Ore 10:26 giovedì, 06 ottobre 2011
La Salute in Salsa Rosa
L'Osservatorio nazionale sulla salute della donna (ONDA ) ha presentato recentemente la terza edizione del "Libro bianco sulla salute della donna" con nuovi dati e analisi dei differenti fattori economici, sociali e di costume che contribuiscono a cambiare il rapporto tra le donne italiane e la loro salute. Ed emerge subito una novità sull' aspettativa di vita delle donne italiane che, dopo il grande miglioramento degli ultimi venti anni, negli ultimi quattro è cresciuta solo di 0,3 ( 84,3 anni al 2010 ) mentre quella degli uomini ha registrato un aumento di 0,4 anni ( dai 78,7 del 2007 ai 79,1 del 2010 ). Questi dati, secondo gli esperti, sono fisiologici considerando che il popolo italiano è tra i più longevi d'Europa, ma potrebbero anche essere la spia delle ripercussioni che i cambiamenti economici e sociali degli ultimi tempi hanno avuto sugli stili di vita delle donne, modificandoli e favorendo così l' insorgenza di patologie un tempo appannaggio soprattutto degli uomini. E' aumentata la popolazione femminile italiana che fuma e che assume bevande alcoliche ( oltre 6 bicchieri in un'unica occasione), che fa vita sedentaria e che si nutre in modo scorretto. Tutti questi fattori concorrono ad un aumento delle malattie una volta appannaggio del sesso maschile. Tra queste, in primis, le patologie cardio-vascolari con 130 mila decessi l'anno nella popolazione femminile, di cui 33.000 per infarto del miocardio; più del triplo del tumore della mammella. Sono in aumento anche i disturbi psicologici e psichiatrici, dalla depressione maggiore all' ansia con assunzione spesso incontrollata dei farmaci. A proposito di farmaci ONDA denuncia che le donne ne sono le maggiori consumatrici, assumendoli in media il 20-30% più degli uomini, con una punta del 40% per quanto riguarda gli integratori alimentari. Eppure sono proprio le donne a ricorrere con minor frequenza alle strutture socio-sanitarie tanto che, fin dal 2003, si è notata una progressiva riduzione (pari a -6,5%) fra la popolazione femminile nei ricoveri ospedalieri sia a livello nazionale che regionale.

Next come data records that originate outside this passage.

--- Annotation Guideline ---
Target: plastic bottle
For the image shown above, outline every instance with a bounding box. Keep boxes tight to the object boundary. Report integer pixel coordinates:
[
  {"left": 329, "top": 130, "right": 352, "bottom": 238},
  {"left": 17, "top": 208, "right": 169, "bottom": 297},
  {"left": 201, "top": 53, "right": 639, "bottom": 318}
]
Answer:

Già nel 1988 l' O.M.S. aveva lanciato un Gender Challenge alle Nazioni e alle Organizzazioni Internazionali per una migliore valutazione dei fattori di rischio che coinvolgono la salute della donna e per lo sviluppo di strategie di prevenzione per diminuire l' impatto delle gravi malattie che affliggono le donne in età avanzata ( ictus, infarto, diabete, osteoporosi, demenza ). Al fine di vincere questa sfida le comunità scientifiche nazionali ed internazionali hanno favorito lo sviluppo di un approccio multidisciplinare alla" Medicina di genere " che integri competenze e attori diversi: medici, ricercatori, esperti in economia, in clinical governance, in organizzazione sanitaria, in strategie di comunicazione. Di fatto la Scienza sino a ieri ha esplorato solo  territori maschili; la maggior parte dei lavori epidemiologici sono stati condotti sugli uomini, così come la maggior parte delle sperimentazioni cliniche, dei test con farmaci, degli esami di laboratorio e della diagnostica per immagini. Tutte indagini dove le varianti di genere erano scarsamente considerate. Oggi non è più così. La Scienza medica ha capito che si deve fare forte alleata delle problematiche socio-sanitarie femminili se vuole allontanare quella che, nel giro di pochi decenni, potrebbe annunciarsi come la più grande disfatta  della medicina del nuovo millennio. Milioni e milioni di donne nel mondo affette dalle malattie cardio-cerebro-vascolari, tumorali, polmonari, metaboliche, neurodegenerative, osteo-articolari, bisognose di cure ed assistenza con costi socio-sanitari ed economici insostenibili, anche per le società più ricche. Per non parlare dei costi umani e delle inevitabili rotture di equilibri delicati che, all' interno della famiglia e della società, solo la donna riesce a gestire al meglio.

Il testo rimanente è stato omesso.